Fósseis no Acre revelam espécies de macacos de 11 milhões de anos
Descoberta na Amazônia brasileira mais que dobra a diversidade conhecida de primatas do Mioceno na região
Duas grandes famílias de macacos do Novo Mundo acabam de receber notícias de seus ancestrais. Um grupo de cientistas desenterrou 4 dentes e um pedaço do “osso do tarso”, datados de cerca de 11 milhões de anos, na região do Acre, Amazônia brasileira, provenientes da formação geológica Solimões Superior. Embora pequenos e alguns em estado moderado de preservação, os fósseis mais do que dobram a diversidade conhecida de primatas do Mioceno na Amazônia brasileira, além de revelarem duas espécies totalmente novas: Migmacebus juruaensis e Parabrachyteles vesperus.
A nomeação dos 2 macacos amazônicos foi possível graças à tomografia computadorizada de alta precisão e fotografia óptica dos fósseis encontrados. Os cientistas reconstruíram sua alimentação baseada nos macacos atuais: com cerca de 6 quilos, Parabrachyteles vesperus tinha uma dieta composta de alimentos fibrosos, rica em folhas, como a dos muriquis. Já Migmacebus juruaensis provavelmente não ultrapassava um quilo, e teve uma dieta composta principalmente de frutas e objetos duros, como os atuais macaco-prego, macaco-inglês e parauacu.
De acordo com o artigo , publicado no Journal of Mammalian Evolution (Nature), a descrição do Parabrachyteles representa um capítulo da história evolutiva dos muriquis, enquanto Migmacebus se apresenta como uma “quimera morfológica dos macacos-esquilo atuais e dos macacos-prego”.
“A descoberta de um parente próximo dos muriquis na região do Acre, na Amazônia Ocidental, reformula drasticamente nossa compreensão da história evolutiva e biogeográfica do grupo, sugerindo que seus ancestrais já tiveram uma distribuição muito mais ampla do que se reconhecia anteriormente”, afirma Laurent Marivaux ao Jornal da USP (Universidade de São Paulo).
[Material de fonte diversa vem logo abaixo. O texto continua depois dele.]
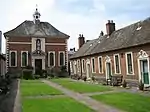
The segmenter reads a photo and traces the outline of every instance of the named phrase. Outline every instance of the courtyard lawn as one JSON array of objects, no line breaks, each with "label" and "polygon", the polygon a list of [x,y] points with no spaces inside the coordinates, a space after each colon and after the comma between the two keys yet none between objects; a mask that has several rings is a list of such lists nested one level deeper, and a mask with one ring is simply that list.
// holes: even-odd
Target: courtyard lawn
[{"label": "courtyard lawn", "polygon": [[23,99],[23,112],[94,112],[90,108],[68,98]]},{"label": "courtyard lawn", "polygon": [[150,97],[139,94],[109,93],[92,96],[92,98],[127,112],[150,112]]},{"label": "courtyard lawn", "polygon": [[52,88],[39,80],[21,80],[22,96],[59,95],[59,90]]},{"label": "courtyard lawn", "polygon": [[112,90],[110,87],[96,84],[88,84],[83,82],[76,82],[71,79],[51,79],[51,81],[79,93],[103,92]]}]

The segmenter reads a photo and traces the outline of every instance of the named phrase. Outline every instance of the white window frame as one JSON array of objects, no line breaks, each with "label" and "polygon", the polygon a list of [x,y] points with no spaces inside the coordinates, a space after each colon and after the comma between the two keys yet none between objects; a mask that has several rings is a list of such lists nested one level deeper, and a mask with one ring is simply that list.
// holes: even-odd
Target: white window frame
[{"label": "white window frame", "polygon": [[65,51],[59,51],[58,66],[62,66],[62,65],[60,65],[60,53],[63,53],[63,54],[64,54],[64,64],[63,64],[63,66],[65,66],[65,62],[66,62],[66,60],[65,60]]},{"label": "white window frame", "polygon": [[80,66],[80,60],[78,59],[78,60],[77,60],[77,70],[78,70],[78,72],[80,72],[80,67],[81,67],[81,66]]},{"label": "white window frame", "polygon": [[[83,61],[84,61],[84,63],[83,63]],[[83,65],[84,65],[84,67],[83,67]],[[85,59],[82,59],[82,72],[85,73]]]},{"label": "white window frame", "polygon": [[[132,74],[130,74],[130,73],[129,73],[129,70],[128,70],[127,54],[131,54],[131,60],[132,60]],[[126,72],[127,72],[127,75],[134,75],[133,53],[132,53],[132,52],[126,52],[126,53],[125,53],[125,56],[126,56]]]},{"label": "white window frame", "polygon": [[[15,57],[16,58],[15,66],[11,66],[11,53],[12,52],[15,52],[15,54],[16,54],[16,57]],[[15,50],[10,50],[9,51],[9,66],[10,67],[17,67],[17,51],[15,51]]]},{"label": "white window frame", "polygon": [[28,65],[28,51],[21,51],[21,67],[25,67],[22,65],[22,53],[26,52],[27,53],[27,65]]},{"label": "white window frame", "polygon": [[[102,72],[100,72],[100,64],[99,64],[99,59],[100,58],[101,58],[101,64],[102,64]],[[103,57],[102,56],[98,57],[98,71],[99,71],[99,73],[103,73]]]},{"label": "white window frame", "polygon": [[[95,71],[93,71],[93,62],[92,62],[93,59],[94,59],[94,67],[95,67]],[[92,65],[92,73],[96,73],[95,57],[92,57],[92,58],[91,58],[91,65]]]},{"label": "white window frame", "polygon": [[[117,70],[116,70],[116,59],[115,59],[115,56],[118,56],[119,73],[117,73]],[[114,54],[114,69],[115,69],[115,74],[121,74],[121,62],[120,62],[120,55],[119,54]]]},{"label": "white window frame", "polygon": [[55,65],[55,51],[48,51],[48,67],[51,67],[50,66],[50,53],[53,53],[54,54],[54,65],[52,66],[52,67],[54,67],[54,66],[56,66]]}]

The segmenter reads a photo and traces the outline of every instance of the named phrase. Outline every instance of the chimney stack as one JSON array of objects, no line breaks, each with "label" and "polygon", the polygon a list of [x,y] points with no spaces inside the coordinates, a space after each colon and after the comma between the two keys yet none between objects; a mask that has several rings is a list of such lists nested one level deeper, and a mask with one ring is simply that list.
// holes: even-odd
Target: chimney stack
[{"label": "chimney stack", "polygon": [[108,20],[108,23],[106,23],[107,34],[111,35],[115,30],[116,28],[115,28],[115,23],[113,22],[113,20]]},{"label": "chimney stack", "polygon": [[83,36],[83,34],[79,34],[79,38],[78,38],[78,43],[79,43],[79,49],[82,47],[82,45],[85,43],[85,38]]}]

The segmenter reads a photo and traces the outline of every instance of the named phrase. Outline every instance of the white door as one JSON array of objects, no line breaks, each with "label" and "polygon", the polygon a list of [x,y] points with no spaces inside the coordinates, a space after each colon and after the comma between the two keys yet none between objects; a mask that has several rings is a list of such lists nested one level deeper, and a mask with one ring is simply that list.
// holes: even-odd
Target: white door
[{"label": "white door", "polygon": [[109,79],[111,76],[111,63],[106,63],[106,78]]}]

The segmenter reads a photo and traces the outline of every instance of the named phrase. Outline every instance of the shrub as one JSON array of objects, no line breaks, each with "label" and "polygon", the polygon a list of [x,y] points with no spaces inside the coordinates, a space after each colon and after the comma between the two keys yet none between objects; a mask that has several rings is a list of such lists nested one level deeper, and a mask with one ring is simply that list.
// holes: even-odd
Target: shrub
[{"label": "shrub", "polygon": [[126,80],[123,80],[122,86],[123,86],[124,88],[127,87],[127,82],[126,82]]},{"label": "shrub", "polygon": [[29,70],[29,69],[24,69],[22,71],[22,75],[23,75],[23,79],[34,79],[34,76],[32,74],[32,70]]},{"label": "shrub", "polygon": [[86,81],[86,80],[87,80],[87,77],[86,77],[86,76],[83,76],[83,80]]},{"label": "shrub", "polygon": [[142,80],[140,80],[140,83],[139,83],[139,90],[141,91],[144,90],[144,83],[142,82]]}]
Primeiro autor da publicação e pesquisador da Universidade de Montpellier, na França, o paleontólogo destaca que os muriquis modernos, hoje restritos à Mata Atlântica brasileira, não possuíam registro fóssil conhecido.
Esses achados são fruto de um esforço colaborativo de longa duração, que reúne pesquisadores brasileiros e estrangeiros em expedições sistemáticas realizadas com o objetivo de ampliar o conhecimento sobre a biodiversidade da proto-Amazônia brasileira. Annie Hsiou , coordenadora do Lapi (Laboratório de Paleobiodiversidade Integrada) da USP em Ribeirão Preto, participou do trabalho de campo que vem coletando fósseis ao longo dos últimos 15 anos.
“A diversidade dos platirrinos no Mioceno amazônico era maior do que se imaginava.